About RADOS level replication

Xuehan Xu <xxhdx1985126@xxxxxxxxx> · Thu, 3 Aug 2017 04:05:01 +0800

Hi, Sage and Joao

I think there were something I didn't make clear just now, sorry.

About the second issue, by "insuring consistency of cross-object
operations", I mean:

     Say, a rbd write X involves two rados object A and B, and turn
them into A1 and B1 respectively, and a following rbd write Y turn
them in to A2 and B2, when these two operations are replicated, the
result on the backup cluster can't be A1, B2 or A2, B1.

So, just like Joao said, this is all about ORDERING.

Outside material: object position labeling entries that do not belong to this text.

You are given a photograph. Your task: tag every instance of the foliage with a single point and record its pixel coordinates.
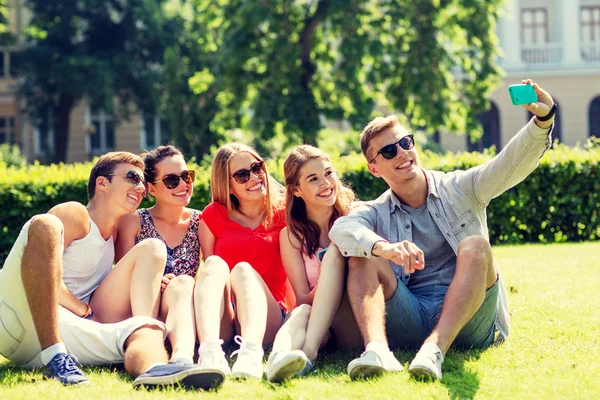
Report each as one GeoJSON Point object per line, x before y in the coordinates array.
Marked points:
{"type": "Point", "coordinates": [293, 62]}
{"type": "Point", "coordinates": [558, 202]}
{"type": "Point", "coordinates": [94, 49]}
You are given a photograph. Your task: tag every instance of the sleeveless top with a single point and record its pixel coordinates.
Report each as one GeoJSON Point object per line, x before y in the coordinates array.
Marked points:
{"type": "Point", "coordinates": [86, 262]}
{"type": "Point", "coordinates": [183, 258]}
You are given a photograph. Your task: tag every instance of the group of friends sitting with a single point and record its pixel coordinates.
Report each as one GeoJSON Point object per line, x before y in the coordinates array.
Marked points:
{"type": "Point", "coordinates": [171, 292]}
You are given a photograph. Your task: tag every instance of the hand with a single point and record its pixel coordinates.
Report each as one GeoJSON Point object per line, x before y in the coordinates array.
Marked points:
{"type": "Point", "coordinates": [165, 281]}
{"type": "Point", "coordinates": [403, 253]}
{"type": "Point", "coordinates": [543, 105]}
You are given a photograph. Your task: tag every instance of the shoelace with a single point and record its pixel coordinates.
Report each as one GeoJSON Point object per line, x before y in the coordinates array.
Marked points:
{"type": "Point", "coordinates": [66, 365]}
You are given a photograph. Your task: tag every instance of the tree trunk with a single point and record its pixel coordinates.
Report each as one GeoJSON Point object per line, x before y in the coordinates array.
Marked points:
{"type": "Point", "coordinates": [63, 125]}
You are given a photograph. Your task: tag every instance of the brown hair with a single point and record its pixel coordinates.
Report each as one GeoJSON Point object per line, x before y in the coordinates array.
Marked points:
{"type": "Point", "coordinates": [106, 165]}
{"type": "Point", "coordinates": [220, 188]}
{"type": "Point", "coordinates": [374, 128]}
{"type": "Point", "coordinates": [306, 231]}
{"type": "Point", "coordinates": [153, 157]}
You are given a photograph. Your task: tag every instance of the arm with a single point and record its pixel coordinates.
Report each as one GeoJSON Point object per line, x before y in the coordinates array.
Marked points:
{"type": "Point", "coordinates": [354, 233]}
{"type": "Point", "coordinates": [76, 225]}
{"type": "Point", "coordinates": [207, 240]}
{"type": "Point", "coordinates": [517, 160]}
{"type": "Point", "coordinates": [127, 230]}
{"type": "Point", "coordinates": [294, 267]}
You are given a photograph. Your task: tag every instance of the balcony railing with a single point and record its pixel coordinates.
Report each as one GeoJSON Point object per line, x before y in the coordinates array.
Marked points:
{"type": "Point", "coordinates": [590, 52]}
{"type": "Point", "coordinates": [539, 54]}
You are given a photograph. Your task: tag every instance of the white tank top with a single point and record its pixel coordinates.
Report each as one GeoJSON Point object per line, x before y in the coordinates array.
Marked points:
{"type": "Point", "coordinates": [86, 262]}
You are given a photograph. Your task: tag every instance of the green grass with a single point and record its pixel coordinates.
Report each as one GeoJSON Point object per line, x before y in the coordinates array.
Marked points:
{"type": "Point", "coordinates": [552, 352]}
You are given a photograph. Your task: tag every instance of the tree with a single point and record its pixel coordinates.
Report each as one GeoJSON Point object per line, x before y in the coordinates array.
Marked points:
{"type": "Point", "coordinates": [94, 49]}
{"type": "Point", "coordinates": [293, 62]}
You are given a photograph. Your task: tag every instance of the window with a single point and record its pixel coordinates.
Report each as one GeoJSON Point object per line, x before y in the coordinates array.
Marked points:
{"type": "Point", "coordinates": [557, 131]}
{"type": "Point", "coordinates": [154, 132]}
{"type": "Point", "coordinates": [490, 122]}
{"type": "Point", "coordinates": [102, 137]}
{"type": "Point", "coordinates": [595, 117]}
{"type": "Point", "coordinates": [44, 132]}
{"type": "Point", "coordinates": [534, 25]}
{"type": "Point", "coordinates": [8, 130]}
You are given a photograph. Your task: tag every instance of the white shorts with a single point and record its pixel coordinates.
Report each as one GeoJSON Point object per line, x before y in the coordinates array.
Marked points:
{"type": "Point", "coordinates": [91, 342]}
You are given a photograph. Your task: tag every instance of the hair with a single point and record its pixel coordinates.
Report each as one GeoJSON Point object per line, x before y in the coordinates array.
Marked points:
{"type": "Point", "coordinates": [153, 157]}
{"type": "Point", "coordinates": [220, 178]}
{"type": "Point", "coordinates": [374, 128]}
{"type": "Point", "coordinates": [306, 231]}
{"type": "Point", "coordinates": [106, 165]}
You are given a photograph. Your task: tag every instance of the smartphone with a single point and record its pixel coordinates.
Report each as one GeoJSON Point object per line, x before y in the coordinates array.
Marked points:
{"type": "Point", "coordinates": [522, 94]}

My approach is like this: since RADOS can guarantee the order of OPs
coming from the same client and targeting the same object, we make
"repop"s within the same rbd operation forwarded to the same
intermediate node, and intermediate node forward these "repop"s to the
backup cluster on two conditions: 1) all "repop"s within the same rbd
operation arrived at the intermediate node; 2) all rbd operations, the
id of which are less than that of the current rbd operation(the id is
a monotonously increasing integer that uniquely identifies a rbd
operation, the order of the id indicates the order they are created by
the librbd client), are sent to the backup cluster(not replicated, or
"ondisk" on the backup cluster).

With these two constrains, I think we can insure the order of rbd
operations. The first condition makes sure that all "repop"s are all
sent to the backup cluster, or none of them are sent, which can insure
the consistency of the resulting rbd image if the master cluster
crashes when only part of a rbd operation are forwarded to the
intermediate node. The second condition can make sure that rbd
operations are replicated to the backup cluster in the order that they
are created by librbd clients. And since RADOS can guarantee the order
of OPs coming from the same client and targeting the same object, we
don't have to replicate a rbd operation after its ancestor is
replicated, only after it's issued to the backup cluster is enough. I
think this should be able to preserve the throughput of the
inter-cluster replication procedure.

The detail of this approach is shown in Algorithm 17.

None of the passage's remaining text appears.